La situación interna en Irán también ha experimentado cambios importantes. Después de la muerte del Líder Supremo Khamenei en las primeras etapas de los bombardeos, la ceremonia funeraria y las actividades de duelo de tres días originalmente programadas en Teherán fueron repentinamente pospuestas indefinidamente. Según fuentes, esta decisión se tomó en parte por motivos de seguridad, para evitar que las reuniones se conviertan en nuevos objetivos de ataque.
Anteriormente, la opinión general era que el hijo de Khamenei, Mujeh Taba Khamenei, podría ser rápidamente designado como su sucesor, pero el aplazamiento del funeral ha generado incertidumbre en el proceso de transferencia del poder en Irán.
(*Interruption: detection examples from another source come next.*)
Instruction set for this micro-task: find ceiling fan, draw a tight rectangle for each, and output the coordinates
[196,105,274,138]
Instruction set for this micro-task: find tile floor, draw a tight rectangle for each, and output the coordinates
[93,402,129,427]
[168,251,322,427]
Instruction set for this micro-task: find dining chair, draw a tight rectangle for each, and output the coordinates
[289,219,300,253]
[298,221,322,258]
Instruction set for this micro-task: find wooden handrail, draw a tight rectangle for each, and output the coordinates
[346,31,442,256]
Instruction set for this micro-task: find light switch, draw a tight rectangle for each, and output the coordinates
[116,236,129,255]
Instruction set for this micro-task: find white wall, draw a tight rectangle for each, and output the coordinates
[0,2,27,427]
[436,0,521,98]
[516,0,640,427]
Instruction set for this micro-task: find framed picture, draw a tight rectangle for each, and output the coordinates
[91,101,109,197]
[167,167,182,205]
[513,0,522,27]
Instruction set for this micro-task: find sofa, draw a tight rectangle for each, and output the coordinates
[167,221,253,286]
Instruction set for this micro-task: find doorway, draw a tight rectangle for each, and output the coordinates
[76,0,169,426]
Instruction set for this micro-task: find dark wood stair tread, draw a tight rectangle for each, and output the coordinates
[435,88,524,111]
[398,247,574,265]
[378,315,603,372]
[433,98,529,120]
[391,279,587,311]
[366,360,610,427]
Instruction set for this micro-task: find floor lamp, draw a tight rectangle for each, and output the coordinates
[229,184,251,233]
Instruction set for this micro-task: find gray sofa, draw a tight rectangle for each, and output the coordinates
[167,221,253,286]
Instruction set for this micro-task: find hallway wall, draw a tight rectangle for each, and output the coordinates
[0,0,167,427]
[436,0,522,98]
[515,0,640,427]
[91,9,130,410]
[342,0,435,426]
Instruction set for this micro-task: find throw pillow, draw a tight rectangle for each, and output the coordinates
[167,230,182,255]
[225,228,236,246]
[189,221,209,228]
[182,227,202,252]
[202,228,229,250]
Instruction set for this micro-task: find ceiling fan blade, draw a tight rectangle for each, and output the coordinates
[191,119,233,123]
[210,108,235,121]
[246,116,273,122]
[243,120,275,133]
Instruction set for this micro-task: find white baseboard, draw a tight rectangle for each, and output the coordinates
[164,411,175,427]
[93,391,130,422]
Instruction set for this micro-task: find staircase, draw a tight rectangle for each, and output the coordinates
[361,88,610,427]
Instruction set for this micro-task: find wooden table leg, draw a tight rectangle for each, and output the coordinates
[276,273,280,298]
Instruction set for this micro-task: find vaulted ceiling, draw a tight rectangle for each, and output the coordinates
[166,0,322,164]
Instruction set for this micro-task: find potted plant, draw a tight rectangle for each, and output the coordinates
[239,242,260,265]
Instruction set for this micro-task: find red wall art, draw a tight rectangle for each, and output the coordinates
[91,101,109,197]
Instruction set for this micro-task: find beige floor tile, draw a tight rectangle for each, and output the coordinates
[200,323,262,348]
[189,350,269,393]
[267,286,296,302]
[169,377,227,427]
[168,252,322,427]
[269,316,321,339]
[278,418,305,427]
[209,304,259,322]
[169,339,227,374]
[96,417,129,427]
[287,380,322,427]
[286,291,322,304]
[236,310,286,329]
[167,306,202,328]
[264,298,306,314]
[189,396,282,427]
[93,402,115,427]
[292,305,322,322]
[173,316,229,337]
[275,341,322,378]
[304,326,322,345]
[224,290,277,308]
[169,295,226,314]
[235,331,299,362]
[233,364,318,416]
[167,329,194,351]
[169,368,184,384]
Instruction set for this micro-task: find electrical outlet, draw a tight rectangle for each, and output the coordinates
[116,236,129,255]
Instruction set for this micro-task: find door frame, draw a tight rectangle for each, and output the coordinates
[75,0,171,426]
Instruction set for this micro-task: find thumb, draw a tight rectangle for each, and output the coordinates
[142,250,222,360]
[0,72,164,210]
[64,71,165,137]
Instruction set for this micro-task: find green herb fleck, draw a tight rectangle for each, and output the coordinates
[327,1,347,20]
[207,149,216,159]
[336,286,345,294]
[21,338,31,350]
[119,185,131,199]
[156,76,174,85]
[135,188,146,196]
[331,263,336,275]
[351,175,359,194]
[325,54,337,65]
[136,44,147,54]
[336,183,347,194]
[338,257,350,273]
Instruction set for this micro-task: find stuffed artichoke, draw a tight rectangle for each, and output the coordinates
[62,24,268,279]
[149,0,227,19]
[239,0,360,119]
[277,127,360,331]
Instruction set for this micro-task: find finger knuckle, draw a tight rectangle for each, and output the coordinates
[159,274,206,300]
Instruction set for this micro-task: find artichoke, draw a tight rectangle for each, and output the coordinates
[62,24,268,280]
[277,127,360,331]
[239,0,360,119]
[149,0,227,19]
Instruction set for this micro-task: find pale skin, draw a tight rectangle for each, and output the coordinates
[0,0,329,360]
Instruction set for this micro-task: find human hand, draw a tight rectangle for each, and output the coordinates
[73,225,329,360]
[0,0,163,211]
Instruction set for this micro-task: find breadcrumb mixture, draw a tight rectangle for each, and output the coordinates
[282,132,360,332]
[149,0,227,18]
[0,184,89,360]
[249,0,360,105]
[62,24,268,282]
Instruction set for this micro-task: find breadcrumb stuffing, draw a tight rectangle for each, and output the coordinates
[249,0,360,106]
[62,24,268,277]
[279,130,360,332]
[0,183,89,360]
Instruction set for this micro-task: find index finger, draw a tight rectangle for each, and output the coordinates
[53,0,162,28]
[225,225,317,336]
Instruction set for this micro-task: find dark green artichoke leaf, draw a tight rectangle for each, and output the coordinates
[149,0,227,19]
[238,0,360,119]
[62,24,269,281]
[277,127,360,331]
Por su parte, Israel ha declarado que cualquier líder sucesor que continúe con las políticas actuales podría convertirse en objetivo de ataque.
Al mismo tiempo, la televisión estatal iraní fue hackeada, transmitiendo un video del discurso del último heredero al trono de Irán, Reza Pahlavi. Actualmente, esta figura es un símbolo importante de la oposición iraní en el extranjero.
En el ámbito militar, Israel afirma que el número de lanzamientos de misiles por parte de Irán ha disminuido, pero la amenaza persiste. La Guardia Revolucionaria de Irán ha declarado que atacó un petrolero estadounidense en el norte del Golfo y que, en tiempos de guerra, controlará el estrecho de Ormuz.
Los análisis señalan que el estrecho de Ormuz transporta aproximadamente una quinta parte del petróleo y gas natural licuado del mundo, y que este conflicto ya ha tenido un impacto significativo en los mercados energéticos y financieros globales. Al mismo tiempo, los senadores republicanos del Congreso de EE. UU. rechazaron una moción que limitaba los poderes del presidente para realizar acciones militares, lo que deja a Trump con una decisión prácticamente sin restricciones en cuanto a operaciones militares contra Irán.